Streblomastix strix cannot synthesize purine or pyrimidine nucleotides, nor can it synthesize most essential amino acids and cofactors. It must obtain these substances from the environment or by digesting symbiotic bacteria.

The bacterial community epiphytic on the surface of Streblomastix strix can be divided into two categories. One category can degrade lignocellulose; these bacteria possess a complex set of glycosyl hydrolases (GHs) capable of breaking down cellulose and hemicellulose into monosaccharides. Some symbiotic bacteria (such as Ca. O. streblomastigis) possess the nitrogenase gene (nifHDK), enabling nitrogen fixation, converting nitrogen gas into ammonia, and further synthesizing amino acids.

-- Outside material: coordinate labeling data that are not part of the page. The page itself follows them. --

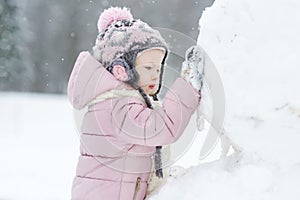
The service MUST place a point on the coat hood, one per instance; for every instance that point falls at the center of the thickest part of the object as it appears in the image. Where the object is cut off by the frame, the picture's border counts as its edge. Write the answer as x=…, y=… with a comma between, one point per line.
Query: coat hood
x=88, y=79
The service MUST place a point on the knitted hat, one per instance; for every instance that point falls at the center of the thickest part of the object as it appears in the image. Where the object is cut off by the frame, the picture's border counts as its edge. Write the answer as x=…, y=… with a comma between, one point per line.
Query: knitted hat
x=119, y=34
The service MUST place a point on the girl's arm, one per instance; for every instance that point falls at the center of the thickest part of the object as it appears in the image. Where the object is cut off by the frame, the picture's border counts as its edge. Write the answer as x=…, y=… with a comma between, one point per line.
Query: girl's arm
x=137, y=124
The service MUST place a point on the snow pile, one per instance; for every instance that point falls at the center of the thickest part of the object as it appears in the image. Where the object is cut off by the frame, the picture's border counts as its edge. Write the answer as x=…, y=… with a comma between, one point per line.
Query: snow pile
x=38, y=147
x=254, y=45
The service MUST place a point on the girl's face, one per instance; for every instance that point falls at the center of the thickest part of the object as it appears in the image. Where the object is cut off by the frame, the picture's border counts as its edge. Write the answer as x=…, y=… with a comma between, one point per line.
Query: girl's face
x=148, y=66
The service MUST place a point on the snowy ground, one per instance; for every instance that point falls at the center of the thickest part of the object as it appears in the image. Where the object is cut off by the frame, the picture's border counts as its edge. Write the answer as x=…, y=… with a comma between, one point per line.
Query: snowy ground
x=255, y=46
x=38, y=147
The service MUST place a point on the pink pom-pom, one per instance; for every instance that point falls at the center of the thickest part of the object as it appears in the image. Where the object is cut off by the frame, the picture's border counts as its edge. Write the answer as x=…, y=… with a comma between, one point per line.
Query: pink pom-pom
x=113, y=14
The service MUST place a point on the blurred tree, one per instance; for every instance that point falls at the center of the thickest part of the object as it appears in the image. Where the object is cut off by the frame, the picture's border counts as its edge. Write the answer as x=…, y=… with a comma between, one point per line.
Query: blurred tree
x=55, y=31
x=11, y=66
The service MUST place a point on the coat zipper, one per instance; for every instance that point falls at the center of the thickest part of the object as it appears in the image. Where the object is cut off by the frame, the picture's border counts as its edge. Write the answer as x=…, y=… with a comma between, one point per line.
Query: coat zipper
x=137, y=187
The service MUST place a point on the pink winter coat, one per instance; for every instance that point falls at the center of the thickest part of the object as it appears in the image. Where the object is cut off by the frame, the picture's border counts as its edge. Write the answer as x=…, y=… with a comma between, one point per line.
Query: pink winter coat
x=119, y=135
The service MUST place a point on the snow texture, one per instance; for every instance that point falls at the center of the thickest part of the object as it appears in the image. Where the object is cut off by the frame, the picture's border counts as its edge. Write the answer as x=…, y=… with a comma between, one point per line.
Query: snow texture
x=255, y=51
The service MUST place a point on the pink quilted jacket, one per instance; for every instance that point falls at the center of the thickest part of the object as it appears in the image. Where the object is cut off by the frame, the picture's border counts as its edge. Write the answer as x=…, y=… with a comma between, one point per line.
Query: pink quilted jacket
x=119, y=135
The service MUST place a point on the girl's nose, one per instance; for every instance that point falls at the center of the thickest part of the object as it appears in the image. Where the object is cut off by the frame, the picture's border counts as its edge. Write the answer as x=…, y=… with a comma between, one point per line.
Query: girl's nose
x=155, y=76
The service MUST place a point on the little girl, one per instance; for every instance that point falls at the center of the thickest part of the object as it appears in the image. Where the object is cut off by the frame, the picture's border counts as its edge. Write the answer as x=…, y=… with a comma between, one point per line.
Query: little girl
x=125, y=126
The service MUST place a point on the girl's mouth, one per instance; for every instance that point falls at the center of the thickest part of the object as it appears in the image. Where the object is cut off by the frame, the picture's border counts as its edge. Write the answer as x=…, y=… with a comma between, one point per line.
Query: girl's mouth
x=151, y=86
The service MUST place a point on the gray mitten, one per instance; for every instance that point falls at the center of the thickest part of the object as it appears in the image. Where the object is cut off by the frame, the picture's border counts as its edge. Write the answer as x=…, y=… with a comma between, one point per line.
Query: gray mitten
x=193, y=66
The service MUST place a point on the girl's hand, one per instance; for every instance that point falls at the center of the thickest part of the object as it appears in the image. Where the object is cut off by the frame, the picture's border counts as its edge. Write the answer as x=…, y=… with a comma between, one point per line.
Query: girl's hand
x=192, y=67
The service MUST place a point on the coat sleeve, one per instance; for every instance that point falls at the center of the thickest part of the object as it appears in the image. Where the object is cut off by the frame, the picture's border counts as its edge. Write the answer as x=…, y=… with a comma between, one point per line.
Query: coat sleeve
x=137, y=124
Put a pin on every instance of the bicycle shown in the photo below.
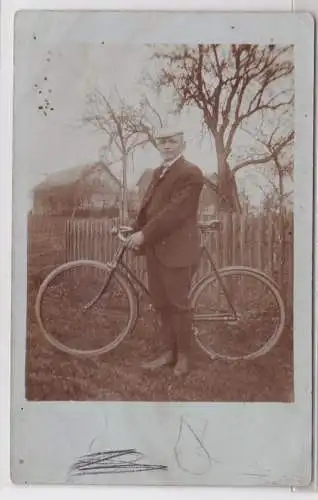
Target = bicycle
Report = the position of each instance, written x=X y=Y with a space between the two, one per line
x=222 y=326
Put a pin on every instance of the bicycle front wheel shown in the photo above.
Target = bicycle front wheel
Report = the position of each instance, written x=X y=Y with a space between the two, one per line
x=238 y=316
x=85 y=308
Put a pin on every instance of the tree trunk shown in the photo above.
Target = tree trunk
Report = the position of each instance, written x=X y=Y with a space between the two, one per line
x=124 y=202
x=228 y=198
x=282 y=248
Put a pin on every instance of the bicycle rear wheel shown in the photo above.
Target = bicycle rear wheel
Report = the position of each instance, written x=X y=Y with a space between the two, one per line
x=86 y=308
x=248 y=329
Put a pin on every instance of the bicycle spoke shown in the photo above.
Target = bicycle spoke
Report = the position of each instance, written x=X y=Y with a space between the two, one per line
x=257 y=321
x=76 y=316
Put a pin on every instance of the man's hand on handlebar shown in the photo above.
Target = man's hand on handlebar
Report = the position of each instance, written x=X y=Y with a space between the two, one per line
x=135 y=240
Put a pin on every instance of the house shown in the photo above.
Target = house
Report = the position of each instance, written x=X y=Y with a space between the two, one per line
x=92 y=189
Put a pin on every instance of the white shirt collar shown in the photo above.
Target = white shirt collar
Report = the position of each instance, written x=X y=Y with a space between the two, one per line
x=171 y=162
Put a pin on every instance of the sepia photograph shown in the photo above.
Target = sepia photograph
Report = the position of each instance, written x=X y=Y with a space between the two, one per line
x=162 y=167
x=160 y=184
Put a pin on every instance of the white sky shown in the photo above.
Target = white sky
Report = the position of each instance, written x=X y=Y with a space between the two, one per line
x=44 y=145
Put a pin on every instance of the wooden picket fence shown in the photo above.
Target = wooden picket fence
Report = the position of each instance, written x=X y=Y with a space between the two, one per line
x=248 y=240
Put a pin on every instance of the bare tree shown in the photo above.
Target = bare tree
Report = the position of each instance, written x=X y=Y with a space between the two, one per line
x=278 y=147
x=126 y=127
x=231 y=86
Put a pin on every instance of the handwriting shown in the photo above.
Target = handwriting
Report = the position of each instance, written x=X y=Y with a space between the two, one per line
x=190 y=453
x=112 y=462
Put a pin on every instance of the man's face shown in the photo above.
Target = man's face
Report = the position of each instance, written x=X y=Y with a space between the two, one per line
x=170 y=147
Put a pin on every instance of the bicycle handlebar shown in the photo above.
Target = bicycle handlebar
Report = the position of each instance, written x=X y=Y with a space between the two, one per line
x=119 y=232
x=212 y=224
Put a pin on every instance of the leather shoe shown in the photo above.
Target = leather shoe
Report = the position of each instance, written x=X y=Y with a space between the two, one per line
x=165 y=359
x=182 y=366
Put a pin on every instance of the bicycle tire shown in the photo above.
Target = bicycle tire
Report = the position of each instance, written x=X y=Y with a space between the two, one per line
x=122 y=281
x=265 y=280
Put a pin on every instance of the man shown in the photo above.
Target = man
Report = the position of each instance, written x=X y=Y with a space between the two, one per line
x=166 y=232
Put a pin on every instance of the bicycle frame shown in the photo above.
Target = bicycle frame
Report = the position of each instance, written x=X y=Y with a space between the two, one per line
x=117 y=262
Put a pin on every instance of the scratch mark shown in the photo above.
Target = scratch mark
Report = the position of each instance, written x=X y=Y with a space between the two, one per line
x=112 y=462
x=190 y=453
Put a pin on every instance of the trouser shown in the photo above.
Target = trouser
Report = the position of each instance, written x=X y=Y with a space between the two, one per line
x=169 y=288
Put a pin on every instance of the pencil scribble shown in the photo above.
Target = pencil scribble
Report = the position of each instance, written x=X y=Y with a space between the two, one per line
x=190 y=453
x=112 y=462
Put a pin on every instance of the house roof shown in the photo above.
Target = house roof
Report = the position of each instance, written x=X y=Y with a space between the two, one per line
x=74 y=174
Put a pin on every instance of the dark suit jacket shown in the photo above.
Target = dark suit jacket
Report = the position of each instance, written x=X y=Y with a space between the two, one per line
x=168 y=215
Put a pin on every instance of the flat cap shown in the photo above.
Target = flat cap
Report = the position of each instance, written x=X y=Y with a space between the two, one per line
x=163 y=133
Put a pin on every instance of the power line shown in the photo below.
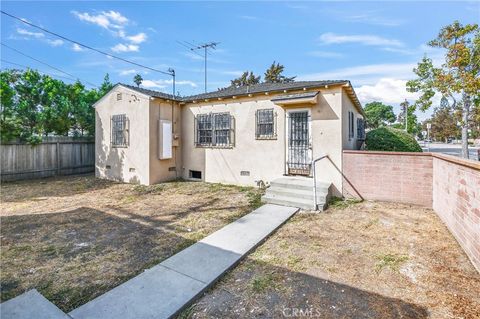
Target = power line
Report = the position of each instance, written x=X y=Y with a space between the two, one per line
x=189 y=48
x=204 y=47
x=44 y=63
x=84 y=45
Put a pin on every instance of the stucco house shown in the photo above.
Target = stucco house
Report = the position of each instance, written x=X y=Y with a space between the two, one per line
x=267 y=133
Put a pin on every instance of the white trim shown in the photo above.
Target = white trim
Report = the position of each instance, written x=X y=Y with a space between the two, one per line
x=287 y=131
x=122 y=86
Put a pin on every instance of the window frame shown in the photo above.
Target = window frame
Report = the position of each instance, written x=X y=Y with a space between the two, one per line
x=360 y=128
x=258 y=130
x=351 y=125
x=119 y=126
x=220 y=125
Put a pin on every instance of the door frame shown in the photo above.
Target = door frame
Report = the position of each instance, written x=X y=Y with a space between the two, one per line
x=287 y=134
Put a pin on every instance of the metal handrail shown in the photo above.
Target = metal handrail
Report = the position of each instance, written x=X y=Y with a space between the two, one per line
x=315 y=179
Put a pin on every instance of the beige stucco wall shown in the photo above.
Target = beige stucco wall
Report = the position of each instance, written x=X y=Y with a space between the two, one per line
x=128 y=164
x=264 y=159
x=159 y=169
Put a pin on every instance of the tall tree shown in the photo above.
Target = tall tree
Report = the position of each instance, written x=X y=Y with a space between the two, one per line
x=105 y=87
x=274 y=74
x=411 y=125
x=444 y=123
x=247 y=78
x=137 y=79
x=10 y=124
x=378 y=114
x=457 y=79
x=33 y=105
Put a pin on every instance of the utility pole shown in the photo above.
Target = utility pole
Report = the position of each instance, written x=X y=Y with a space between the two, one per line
x=205 y=47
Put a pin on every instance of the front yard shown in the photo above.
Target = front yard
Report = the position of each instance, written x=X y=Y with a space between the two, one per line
x=74 y=238
x=363 y=260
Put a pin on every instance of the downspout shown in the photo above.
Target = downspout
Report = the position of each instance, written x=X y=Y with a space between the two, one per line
x=173 y=122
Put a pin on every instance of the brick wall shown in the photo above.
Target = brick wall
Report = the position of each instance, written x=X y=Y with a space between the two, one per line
x=450 y=185
x=456 y=200
x=388 y=176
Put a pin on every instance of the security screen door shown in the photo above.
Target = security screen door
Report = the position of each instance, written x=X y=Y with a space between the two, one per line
x=299 y=150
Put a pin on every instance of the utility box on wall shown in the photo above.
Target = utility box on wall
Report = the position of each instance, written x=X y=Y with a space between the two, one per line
x=164 y=139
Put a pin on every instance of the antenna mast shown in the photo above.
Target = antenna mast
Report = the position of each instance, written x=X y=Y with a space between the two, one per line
x=205 y=47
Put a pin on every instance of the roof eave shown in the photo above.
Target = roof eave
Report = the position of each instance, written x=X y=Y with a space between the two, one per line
x=248 y=94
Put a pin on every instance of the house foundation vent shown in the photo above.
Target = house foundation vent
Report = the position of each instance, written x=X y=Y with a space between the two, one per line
x=195 y=174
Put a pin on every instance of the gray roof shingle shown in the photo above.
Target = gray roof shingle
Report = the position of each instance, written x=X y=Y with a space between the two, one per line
x=261 y=87
x=295 y=96
x=148 y=92
x=243 y=90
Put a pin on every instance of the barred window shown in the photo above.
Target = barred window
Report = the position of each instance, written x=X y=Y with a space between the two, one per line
x=214 y=129
x=204 y=129
x=265 y=124
x=120 y=130
x=361 y=129
x=351 y=125
x=222 y=129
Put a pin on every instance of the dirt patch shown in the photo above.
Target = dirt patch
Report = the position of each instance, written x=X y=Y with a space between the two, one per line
x=74 y=238
x=356 y=260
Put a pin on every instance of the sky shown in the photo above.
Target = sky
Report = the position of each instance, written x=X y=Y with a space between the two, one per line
x=374 y=44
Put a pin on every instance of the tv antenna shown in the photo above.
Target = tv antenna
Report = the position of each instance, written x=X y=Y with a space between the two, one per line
x=204 y=47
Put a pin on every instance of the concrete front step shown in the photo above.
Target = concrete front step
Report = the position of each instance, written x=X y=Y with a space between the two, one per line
x=297 y=193
x=304 y=183
x=293 y=202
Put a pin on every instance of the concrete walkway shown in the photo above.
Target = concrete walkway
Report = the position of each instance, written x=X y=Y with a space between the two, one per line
x=30 y=305
x=164 y=290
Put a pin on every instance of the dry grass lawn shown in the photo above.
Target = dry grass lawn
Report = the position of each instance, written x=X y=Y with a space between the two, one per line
x=74 y=238
x=356 y=260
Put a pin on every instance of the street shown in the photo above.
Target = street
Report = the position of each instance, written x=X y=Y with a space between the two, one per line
x=450 y=149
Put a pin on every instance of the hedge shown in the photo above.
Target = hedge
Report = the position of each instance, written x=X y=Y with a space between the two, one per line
x=391 y=140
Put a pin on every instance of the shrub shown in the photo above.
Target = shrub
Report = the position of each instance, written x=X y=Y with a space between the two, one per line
x=391 y=140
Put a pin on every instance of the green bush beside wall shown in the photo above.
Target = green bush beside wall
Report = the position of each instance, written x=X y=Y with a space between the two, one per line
x=391 y=140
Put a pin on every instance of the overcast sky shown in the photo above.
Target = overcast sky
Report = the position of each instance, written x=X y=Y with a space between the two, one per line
x=375 y=45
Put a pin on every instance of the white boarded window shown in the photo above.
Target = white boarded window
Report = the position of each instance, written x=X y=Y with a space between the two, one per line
x=164 y=139
x=119 y=131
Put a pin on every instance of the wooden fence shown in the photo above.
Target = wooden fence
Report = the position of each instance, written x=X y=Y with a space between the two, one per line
x=61 y=156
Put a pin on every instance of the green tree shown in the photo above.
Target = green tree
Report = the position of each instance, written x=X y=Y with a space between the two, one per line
x=35 y=105
x=247 y=78
x=411 y=125
x=105 y=87
x=137 y=79
x=10 y=124
x=444 y=123
x=274 y=74
x=29 y=91
x=378 y=114
x=457 y=79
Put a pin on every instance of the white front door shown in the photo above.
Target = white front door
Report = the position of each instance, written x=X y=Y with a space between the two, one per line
x=299 y=151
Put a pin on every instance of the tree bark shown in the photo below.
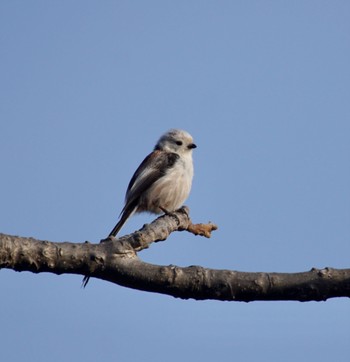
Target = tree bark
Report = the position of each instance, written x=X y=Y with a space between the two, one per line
x=116 y=260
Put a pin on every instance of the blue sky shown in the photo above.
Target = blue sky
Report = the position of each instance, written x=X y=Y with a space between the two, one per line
x=86 y=90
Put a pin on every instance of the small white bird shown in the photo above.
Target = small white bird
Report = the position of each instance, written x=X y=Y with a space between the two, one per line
x=163 y=180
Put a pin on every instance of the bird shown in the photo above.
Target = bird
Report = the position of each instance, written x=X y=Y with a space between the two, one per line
x=163 y=180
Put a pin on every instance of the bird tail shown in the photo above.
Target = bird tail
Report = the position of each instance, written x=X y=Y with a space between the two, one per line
x=126 y=213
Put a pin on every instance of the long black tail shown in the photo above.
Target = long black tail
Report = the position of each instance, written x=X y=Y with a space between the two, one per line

Genomic analysis revealed that most members of the epiphytic bacterial community lack enolase, a key enzyme in the glycolysis pathway. This means that these bacteria cannot independently convert carbohydrates into pyruvate, and therefore cannot produce adenosine triphosphate. To maintain the survival of the symbiotic bacteria, Streblomastixstrix is thought to intervene in bacterial metabolism. Enolase exchange hypothesis suggests an exchange of metabolic intermediates between the host and bacteria.The host may receive glycero-2-phosphate from the bacteria, convert it into phosphoenolpyruvate, and then return it to the bacteria; or the host may directly provide pyruvate to the bacteria.

== Genetic code ==
The nuclear genome of Streblomastix strix utilizes a non-canonical genetic code. Specifically, the codons TAA and TAG are reassigned to encode glutamine, whereas they function as stop codons in the standard genetic code. Consequently, TGA serves as the sole functional stop codon in this organism. Streblomastix strix represents the fifth eukaryotic lineage known to exhibit this specific deviation from the standard code.

== Reprodution and life cycle ==
Streblomastix strix reproduces asexually through longitudinal binary fission. Its nuclear division is a closed-type mitosis, during which an intranuclear spindle is formed. During division, the parental axostyle depolymerizes.

According to early descriptions, the cell becomes elongated, untwisted, and loses its characteristic longitudinal ridges during division. Most notably, the symbiotic bacteria attached to the cell surface appear to temporarily detach or disappear during this process through an unknown mechanism.

Because Streblomastix strix is an obligate gut symbiont and cannot survive in environments outside the host, the persistence of its population depends entirely on vertical transmission. When the host termite molts, the gut shed off, and Streblomastix strix is cleared along with it. After molting, termites must feed proctodelly, ingesting intestinal fluid secreted by other termites in the nest to reacquire Streblomastix strix and other symbiotic microorganisms.

When the host termite prepares to reproduce and develop into alate for dispersal, the gut environment undergoes dramatic changes. During adult eclosion, Streblomastix strix transforms from its typical elongated, star-shaped form into a rounded shape. This morphological change is interpreted as a strategy to enhance resilience, enabling it to withstand the gut environmental stresses associated with the host's physiological changes and ensuring successful transmission to the next generation of hosts.